Pero a la par, “al autista se nos tilda de antisociales. No solemos seguir muchas normas o rituales en la interacción con los demás. Se nos puede percibir como bruscos, porque solemos abordar de inmediato un tema sin los preludios convencionales de una conversación”, especifica quien trata de reducir el estigma en torno a las diferencias en la manera de pensar y aprender.
En la comunicación e interacción social, el autista no responde a su nombre. En ocasiones, parece no escuchar, se resiste a los abrazos y caricias, prefiere jugar solo y se abstrae en su propio mundo.

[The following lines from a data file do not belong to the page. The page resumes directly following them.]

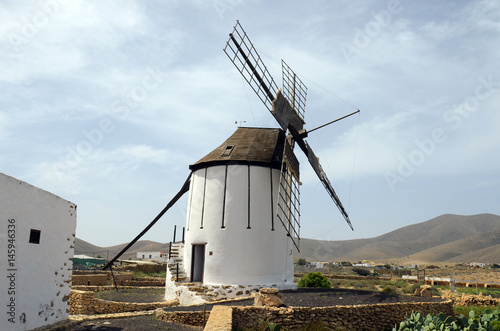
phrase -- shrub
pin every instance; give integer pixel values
(361, 271)
(389, 289)
(487, 321)
(314, 279)
(301, 262)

Asimismo, no hace contacto visual y carece de expresión facial, no habla o tiene un desarrollo tardío del habla o pierde la capacidad que tenía para decir palabras u oraciones. No puede mantener ni iniciar una conversación o, tal vez, inicia una solamente para pedir algo o nombrar elementos.
Habla con tono o ritmo anormal y es posible que utilice una voz cantarina o que hable como un robot, repite palabras o frases textuales, pero no comprende cómo usarlas, no parece entender preguntas o indicaciones simples, no expresa emociones ni sentimientos y parece no ser consciente de los sentimientos de los demás.
Asimismo, no señala ni trae objetos para compartir sus intereses. Aborda interacciones sociales de forma inadecuada comportándose de manera pasiva, agresiva o perturbadora y tiene dificultad para reconocer señales no verbales, como la interpretación de las expresiones faciales de otras personas, las posturas corporales o el tono de voz.
Sin embargo, el autismo, como cualquier otra neurodivergencia, es parte de la unicidad que cada uno posee. No hay moldes o paradigmas acotados de cómo ver el mundo e interactuar con los otros.
En la medida que aceptemos la diversidad del mundo, ayudamos a que nuestro mundo se enriquezca de percepciones y soluciones.
Algo más, debido a las particularidades para aprehender al mundo, es posible que todos tengamos una sombra autista que nos negamos a ver.